We do not model specifically the mechanisms responsible for changes in fitness with group size. Such mechanisms are reviewed by Krause and Ruxton (2002). To provide an example, the increase in fitness with group size, inherent in a peaked fitness function, may reflect the fact that more time is available to forage owing to a reduction in vigilance. A decrease in vigilance with group size may arise, for instance, because larger groups detect predators more easily. The decrease in fitness in larger groups, on the other hand, may reflect foraging interference among individuals. Therefore, although it is not explicitly stated, the choice of foragers to join or abandon a group is motivated by the consequences of predation risk and competition on foraging.
In addition to predation risk and competition, other key ecological factors in determining group size include population density and patch renewal rate. As population density increases, encounters between foragers are likely to increase, and this will have an influence on group size (Krause and Ruxton, 2002). When food items within patches are not renewed rapidly, fewer opportunities must exist to aggregate because the time span to exploit patches is reduced. In addition, because resources in these patches can be depleted more rapidly, foragers may be forced to spend more time traveling between patches (Chapman and Chapman, 2000), which could therefore influence their estimate of habitat quality and hence their choice to stay in a group. The model thus examines changes in group size as population density varies and in patches that can be renewed or not.
The model simulated the foraging activities of a population of n independent and identical foragers in habitats with 900 potential food locations arranged regularly on a 30 x 30 grid. In each simulation, a subset of food locations actually contained a fixed number of indivisible food items. Foragers learned the quality of the habitat during the time course of the simulation and chose whether to stay in or leave encountered food patches on the basis of this estimated quality.

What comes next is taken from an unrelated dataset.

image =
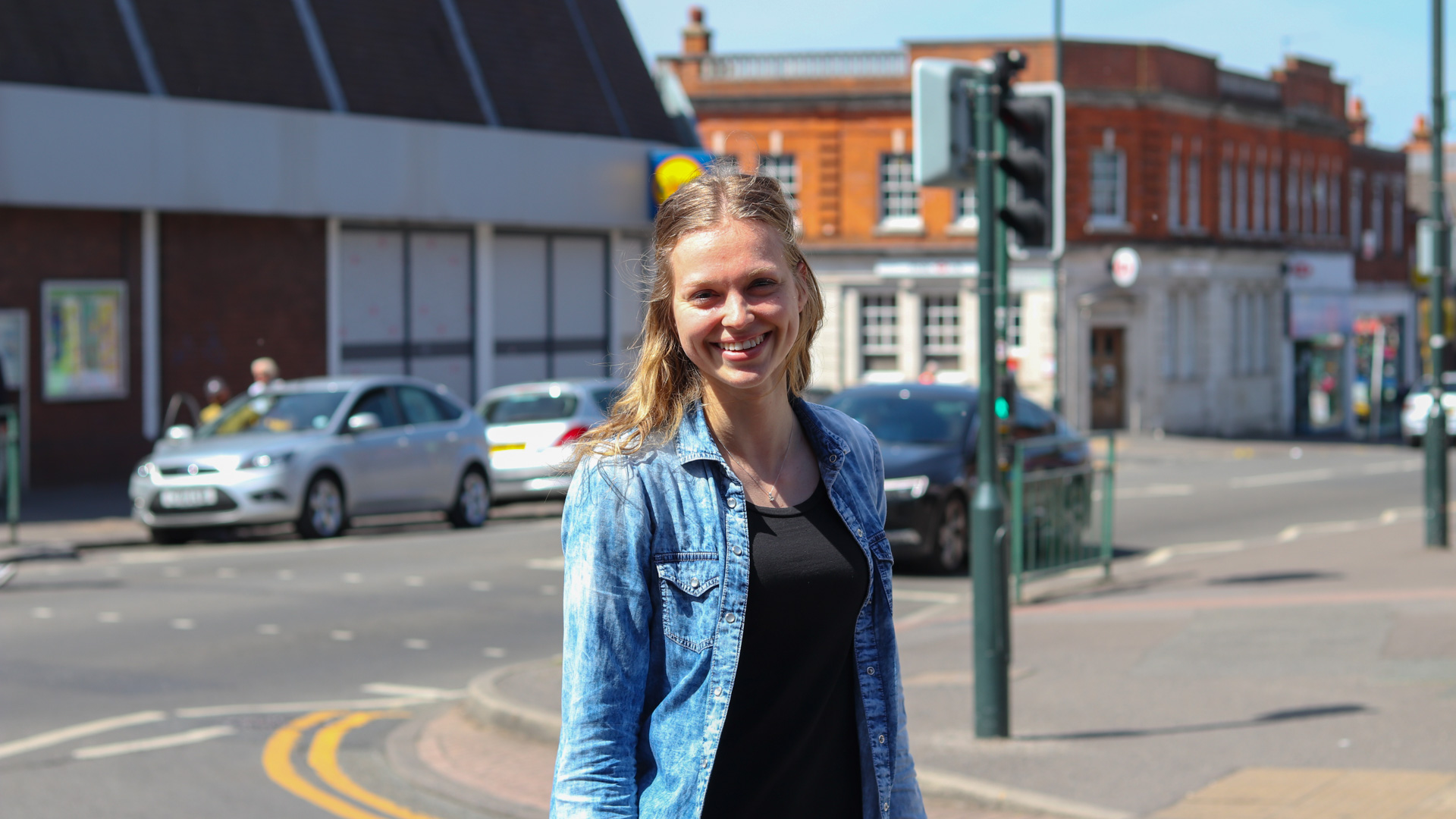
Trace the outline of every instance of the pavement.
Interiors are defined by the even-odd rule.
[[[930,816],[1456,819],[1456,555],[1423,548],[1418,519],[1335,529],[1034,584],[1003,740],[971,732],[968,596],[906,583]],[[543,816],[559,692],[556,657],[480,675],[419,727],[418,758]]]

At the beginning of each simulation, 40 food patches, each containing the same number of food items, were distributed randomly in the habitat. Depending on habitat type, an exploited patch could become exhausted or not during the course of the simulation. Ten patches each were allocated to one of four quality classes defined by the number of food items which a solitary forager could obtain during one time step. For simplicity, patch quality was assumed to be independent of the number of food items remaining in a patch. Patches that became exhausted by foragers were replaced by full and identical patches elsewhere in the habitat so as to maintain patch density constant. Foragers were initially distributed randomly on the foraging grid.
Each simulation ran for 2000 time steps, which proved sufficient to obtain stable outcomes under all conditions tested. Foragers used the habitat following specific rules. If the location occupied by a forager contained food, the forager removed a fixed number of food items per time step. The number of food items removed by one forager during one time step (intake rate I) varied as a function of patch quality and the number of conspecifics present at the location. In a given food patch, we assume that food intake rate first increases and then decreases with group size (Figure 1). This particular shape was used for patches of all quality classes. With this fitness function, the optimal size occurred in groups of six and the equilibrium size in groups of 10.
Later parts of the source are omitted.